Arthur Asher Miller (October 17, 1915 – February 10, 2005) was one of the foremost American playwrights of the twentieth century. Born in Harlem to Polish-Jewish immigrants, Miller’s early life was shaped by the economic upheaval of the Great Depression. 

Miller’s plays are cornerstones of American realism, a movement that sought to depict life truthfully, without romanticization. Yet his work also transcended realism, as he engaged with then-contemporary ideas of existentialism and social responsibility. Miller’s All My Sons (1946), which was his first commercially successful play, examined personal ambition and the post-war spectre of the American Dream. Death of a Salesman (1949), produced shortly thereafter and investigating further the nexus of ambition and national myth, won Miller the Pulitzer Prize. The Crucible (1953), one of his most frequently produced works, shed light on the political persecution of the McCarthy era through the lens of the Salem Witch Trials. 

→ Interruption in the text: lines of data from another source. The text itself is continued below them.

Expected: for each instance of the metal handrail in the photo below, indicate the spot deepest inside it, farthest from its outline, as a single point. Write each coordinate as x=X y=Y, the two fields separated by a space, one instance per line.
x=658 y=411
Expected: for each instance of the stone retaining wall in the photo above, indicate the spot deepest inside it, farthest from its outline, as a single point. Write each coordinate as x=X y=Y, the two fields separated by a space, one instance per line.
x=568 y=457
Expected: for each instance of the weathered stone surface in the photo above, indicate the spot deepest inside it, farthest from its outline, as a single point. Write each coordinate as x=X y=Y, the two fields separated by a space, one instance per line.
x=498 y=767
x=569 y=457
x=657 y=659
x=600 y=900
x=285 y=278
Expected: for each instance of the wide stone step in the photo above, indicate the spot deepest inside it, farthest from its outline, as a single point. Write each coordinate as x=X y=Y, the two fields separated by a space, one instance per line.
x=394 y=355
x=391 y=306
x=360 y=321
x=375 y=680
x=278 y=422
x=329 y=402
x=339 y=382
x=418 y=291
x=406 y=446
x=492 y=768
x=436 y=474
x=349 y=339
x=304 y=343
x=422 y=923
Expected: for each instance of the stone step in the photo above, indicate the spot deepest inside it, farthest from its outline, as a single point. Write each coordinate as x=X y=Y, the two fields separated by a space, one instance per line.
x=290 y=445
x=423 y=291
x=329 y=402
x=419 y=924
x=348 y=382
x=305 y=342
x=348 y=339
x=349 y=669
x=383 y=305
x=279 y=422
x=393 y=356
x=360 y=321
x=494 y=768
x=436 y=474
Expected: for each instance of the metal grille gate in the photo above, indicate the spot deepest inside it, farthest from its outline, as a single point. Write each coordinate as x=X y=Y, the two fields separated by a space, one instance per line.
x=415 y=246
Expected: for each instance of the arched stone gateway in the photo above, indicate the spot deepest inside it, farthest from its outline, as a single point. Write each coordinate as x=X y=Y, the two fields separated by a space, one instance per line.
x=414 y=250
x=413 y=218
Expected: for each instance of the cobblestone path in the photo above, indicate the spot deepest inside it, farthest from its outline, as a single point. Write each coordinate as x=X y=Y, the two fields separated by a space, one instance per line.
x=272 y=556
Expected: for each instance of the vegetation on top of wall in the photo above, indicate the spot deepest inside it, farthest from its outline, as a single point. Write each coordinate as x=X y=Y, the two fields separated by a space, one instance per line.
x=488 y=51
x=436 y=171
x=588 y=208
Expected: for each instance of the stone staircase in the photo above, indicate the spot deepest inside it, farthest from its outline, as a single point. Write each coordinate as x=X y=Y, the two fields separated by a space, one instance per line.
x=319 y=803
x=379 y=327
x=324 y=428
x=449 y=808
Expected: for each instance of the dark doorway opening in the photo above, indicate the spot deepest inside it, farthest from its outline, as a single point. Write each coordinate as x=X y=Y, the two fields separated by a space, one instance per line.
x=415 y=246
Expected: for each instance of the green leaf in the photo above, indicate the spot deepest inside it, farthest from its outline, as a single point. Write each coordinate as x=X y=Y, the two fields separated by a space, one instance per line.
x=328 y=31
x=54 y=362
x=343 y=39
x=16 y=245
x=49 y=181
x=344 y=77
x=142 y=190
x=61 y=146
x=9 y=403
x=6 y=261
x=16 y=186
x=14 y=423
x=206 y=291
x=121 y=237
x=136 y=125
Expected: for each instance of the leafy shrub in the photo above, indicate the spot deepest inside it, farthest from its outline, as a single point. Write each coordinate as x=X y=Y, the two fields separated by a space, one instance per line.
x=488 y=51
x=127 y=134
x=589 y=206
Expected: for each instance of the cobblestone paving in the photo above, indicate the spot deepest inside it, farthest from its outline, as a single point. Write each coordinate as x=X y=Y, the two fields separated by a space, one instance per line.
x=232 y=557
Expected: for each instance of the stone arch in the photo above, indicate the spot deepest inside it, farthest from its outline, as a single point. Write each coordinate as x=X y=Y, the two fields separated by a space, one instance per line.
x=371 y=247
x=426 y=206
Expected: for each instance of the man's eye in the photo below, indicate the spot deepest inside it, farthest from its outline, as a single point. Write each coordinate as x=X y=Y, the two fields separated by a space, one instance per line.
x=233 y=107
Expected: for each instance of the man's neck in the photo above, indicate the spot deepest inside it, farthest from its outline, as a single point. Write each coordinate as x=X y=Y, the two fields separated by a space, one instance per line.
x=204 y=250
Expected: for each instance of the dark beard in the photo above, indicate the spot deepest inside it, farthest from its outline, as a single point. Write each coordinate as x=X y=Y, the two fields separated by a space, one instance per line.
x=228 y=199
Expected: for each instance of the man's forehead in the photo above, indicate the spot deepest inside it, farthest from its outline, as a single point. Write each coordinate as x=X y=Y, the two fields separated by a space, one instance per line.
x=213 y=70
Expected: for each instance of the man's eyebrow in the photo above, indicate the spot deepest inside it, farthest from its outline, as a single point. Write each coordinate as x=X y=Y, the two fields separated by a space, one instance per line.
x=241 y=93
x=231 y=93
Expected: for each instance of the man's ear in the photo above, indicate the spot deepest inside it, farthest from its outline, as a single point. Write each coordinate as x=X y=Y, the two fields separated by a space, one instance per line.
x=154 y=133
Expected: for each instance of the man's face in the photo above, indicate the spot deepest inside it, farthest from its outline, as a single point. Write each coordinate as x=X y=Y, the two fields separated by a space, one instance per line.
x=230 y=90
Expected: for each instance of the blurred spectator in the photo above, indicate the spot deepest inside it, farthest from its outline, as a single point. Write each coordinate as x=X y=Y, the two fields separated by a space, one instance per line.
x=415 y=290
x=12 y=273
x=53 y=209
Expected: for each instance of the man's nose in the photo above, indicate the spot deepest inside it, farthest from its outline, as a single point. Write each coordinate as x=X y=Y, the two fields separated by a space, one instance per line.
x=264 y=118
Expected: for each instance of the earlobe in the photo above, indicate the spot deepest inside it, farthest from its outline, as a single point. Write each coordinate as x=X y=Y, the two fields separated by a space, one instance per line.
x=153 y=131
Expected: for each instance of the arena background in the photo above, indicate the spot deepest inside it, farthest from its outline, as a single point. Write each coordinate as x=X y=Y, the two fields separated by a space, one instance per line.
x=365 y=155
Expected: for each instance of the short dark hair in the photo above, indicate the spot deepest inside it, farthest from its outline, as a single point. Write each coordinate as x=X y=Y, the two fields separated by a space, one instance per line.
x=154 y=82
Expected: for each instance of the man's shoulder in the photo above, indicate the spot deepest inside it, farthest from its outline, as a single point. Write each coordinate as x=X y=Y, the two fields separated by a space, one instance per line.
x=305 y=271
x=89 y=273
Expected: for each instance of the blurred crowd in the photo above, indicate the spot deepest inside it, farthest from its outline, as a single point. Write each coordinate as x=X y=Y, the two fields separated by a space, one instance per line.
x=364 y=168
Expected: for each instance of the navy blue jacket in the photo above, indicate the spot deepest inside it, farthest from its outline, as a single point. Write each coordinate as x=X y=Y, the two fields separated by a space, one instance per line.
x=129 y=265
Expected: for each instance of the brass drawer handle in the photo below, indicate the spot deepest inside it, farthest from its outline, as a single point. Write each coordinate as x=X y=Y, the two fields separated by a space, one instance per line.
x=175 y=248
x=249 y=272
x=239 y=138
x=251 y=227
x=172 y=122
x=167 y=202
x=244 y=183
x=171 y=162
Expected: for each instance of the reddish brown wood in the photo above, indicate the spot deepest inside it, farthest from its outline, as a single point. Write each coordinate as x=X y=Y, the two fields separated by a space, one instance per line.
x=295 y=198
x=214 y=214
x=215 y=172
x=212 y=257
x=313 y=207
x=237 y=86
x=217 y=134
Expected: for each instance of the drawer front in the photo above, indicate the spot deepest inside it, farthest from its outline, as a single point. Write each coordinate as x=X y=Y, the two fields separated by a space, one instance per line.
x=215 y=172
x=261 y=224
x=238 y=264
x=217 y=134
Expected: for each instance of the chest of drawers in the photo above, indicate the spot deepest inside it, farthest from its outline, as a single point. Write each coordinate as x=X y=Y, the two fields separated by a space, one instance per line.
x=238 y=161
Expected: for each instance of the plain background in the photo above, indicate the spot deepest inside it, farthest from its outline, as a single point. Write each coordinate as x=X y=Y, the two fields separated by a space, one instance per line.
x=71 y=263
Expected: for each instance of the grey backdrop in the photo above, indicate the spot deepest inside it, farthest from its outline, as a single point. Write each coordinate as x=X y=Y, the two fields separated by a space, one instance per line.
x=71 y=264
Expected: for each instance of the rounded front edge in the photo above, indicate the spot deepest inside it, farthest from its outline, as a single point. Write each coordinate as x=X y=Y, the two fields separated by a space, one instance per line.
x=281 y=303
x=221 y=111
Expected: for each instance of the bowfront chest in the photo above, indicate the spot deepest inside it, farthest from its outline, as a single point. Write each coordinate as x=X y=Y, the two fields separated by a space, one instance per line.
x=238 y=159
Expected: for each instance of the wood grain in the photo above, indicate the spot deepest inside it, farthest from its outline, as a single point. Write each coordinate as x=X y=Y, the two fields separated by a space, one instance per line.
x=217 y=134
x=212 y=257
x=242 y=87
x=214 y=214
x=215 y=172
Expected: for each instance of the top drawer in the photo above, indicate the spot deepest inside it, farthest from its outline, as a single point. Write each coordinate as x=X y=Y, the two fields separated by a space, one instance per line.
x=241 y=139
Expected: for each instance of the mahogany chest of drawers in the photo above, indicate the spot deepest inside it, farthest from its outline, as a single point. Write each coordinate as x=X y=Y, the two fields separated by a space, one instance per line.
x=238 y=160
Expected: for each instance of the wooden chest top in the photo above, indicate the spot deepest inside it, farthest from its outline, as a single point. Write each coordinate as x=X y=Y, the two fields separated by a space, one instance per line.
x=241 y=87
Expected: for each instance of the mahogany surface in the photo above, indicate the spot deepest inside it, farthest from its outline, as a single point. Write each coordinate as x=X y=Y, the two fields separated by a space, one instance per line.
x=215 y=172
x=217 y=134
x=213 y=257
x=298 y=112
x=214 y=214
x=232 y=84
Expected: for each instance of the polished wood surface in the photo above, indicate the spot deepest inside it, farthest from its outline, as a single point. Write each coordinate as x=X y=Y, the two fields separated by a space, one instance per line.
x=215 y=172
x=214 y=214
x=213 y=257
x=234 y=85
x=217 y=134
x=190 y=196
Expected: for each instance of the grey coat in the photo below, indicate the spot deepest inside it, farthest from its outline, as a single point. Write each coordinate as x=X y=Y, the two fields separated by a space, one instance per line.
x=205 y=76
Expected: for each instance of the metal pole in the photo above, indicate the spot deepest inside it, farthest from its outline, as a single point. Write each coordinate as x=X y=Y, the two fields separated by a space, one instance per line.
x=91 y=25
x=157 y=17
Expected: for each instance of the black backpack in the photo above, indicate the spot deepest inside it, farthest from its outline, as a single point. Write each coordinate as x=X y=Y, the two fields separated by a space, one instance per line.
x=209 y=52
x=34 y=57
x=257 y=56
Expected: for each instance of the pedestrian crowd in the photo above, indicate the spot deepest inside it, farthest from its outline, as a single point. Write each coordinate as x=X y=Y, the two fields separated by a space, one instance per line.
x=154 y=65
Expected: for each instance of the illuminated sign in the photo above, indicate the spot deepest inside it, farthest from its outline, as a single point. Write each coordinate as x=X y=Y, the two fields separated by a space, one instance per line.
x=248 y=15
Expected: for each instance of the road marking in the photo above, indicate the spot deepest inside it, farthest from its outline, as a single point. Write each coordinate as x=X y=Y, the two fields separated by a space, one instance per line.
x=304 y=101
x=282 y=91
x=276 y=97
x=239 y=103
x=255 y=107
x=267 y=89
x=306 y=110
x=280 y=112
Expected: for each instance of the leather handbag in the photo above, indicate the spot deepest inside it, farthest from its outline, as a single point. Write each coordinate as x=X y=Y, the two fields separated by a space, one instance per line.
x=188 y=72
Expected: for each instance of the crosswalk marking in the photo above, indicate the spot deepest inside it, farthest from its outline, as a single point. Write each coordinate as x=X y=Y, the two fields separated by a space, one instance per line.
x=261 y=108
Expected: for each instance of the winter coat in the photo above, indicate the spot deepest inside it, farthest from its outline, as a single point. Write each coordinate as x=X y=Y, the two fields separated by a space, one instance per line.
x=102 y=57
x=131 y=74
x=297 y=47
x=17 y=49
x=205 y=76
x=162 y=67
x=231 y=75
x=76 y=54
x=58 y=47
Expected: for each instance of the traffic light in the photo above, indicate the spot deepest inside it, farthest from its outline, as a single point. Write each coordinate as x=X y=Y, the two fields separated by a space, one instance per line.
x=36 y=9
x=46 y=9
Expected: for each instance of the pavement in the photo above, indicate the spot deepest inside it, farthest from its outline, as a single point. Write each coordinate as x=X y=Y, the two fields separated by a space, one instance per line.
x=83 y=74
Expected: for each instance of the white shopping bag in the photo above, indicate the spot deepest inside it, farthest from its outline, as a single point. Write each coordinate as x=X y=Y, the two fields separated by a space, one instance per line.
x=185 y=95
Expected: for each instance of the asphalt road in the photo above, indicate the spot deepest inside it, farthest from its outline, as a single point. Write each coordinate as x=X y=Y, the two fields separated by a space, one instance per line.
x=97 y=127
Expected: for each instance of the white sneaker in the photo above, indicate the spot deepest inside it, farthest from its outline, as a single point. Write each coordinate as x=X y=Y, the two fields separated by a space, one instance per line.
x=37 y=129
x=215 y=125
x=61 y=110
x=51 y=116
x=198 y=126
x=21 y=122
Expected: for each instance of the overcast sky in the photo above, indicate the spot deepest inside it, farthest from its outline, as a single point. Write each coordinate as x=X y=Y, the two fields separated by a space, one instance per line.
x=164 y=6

In his later work, Miller experimented, continuing his investigation of social issues with plays such as A View from the Bridge (1955; rev. 1956) while also venturing into the autobiographical, with his play After the Fall (1964) being regarded as a reckoning of his marriage to Marilyn Monroe. Other plays, including The Price (1968) and The Ride Down Mt. Morgan (1991), developed the non-linear narrative structure he introduced in Salesman. Not to be sequestered into any one genre, Miller also made forays into comedy, with plays such as The Creation of the World and Other Business (1972). 

Beyond the stage, Miller wrote for the screen, with The Misfits (1957) starring Monroe, and published essays and fiction, including the novel Focus (1945) and his autobiography Timebends (1987).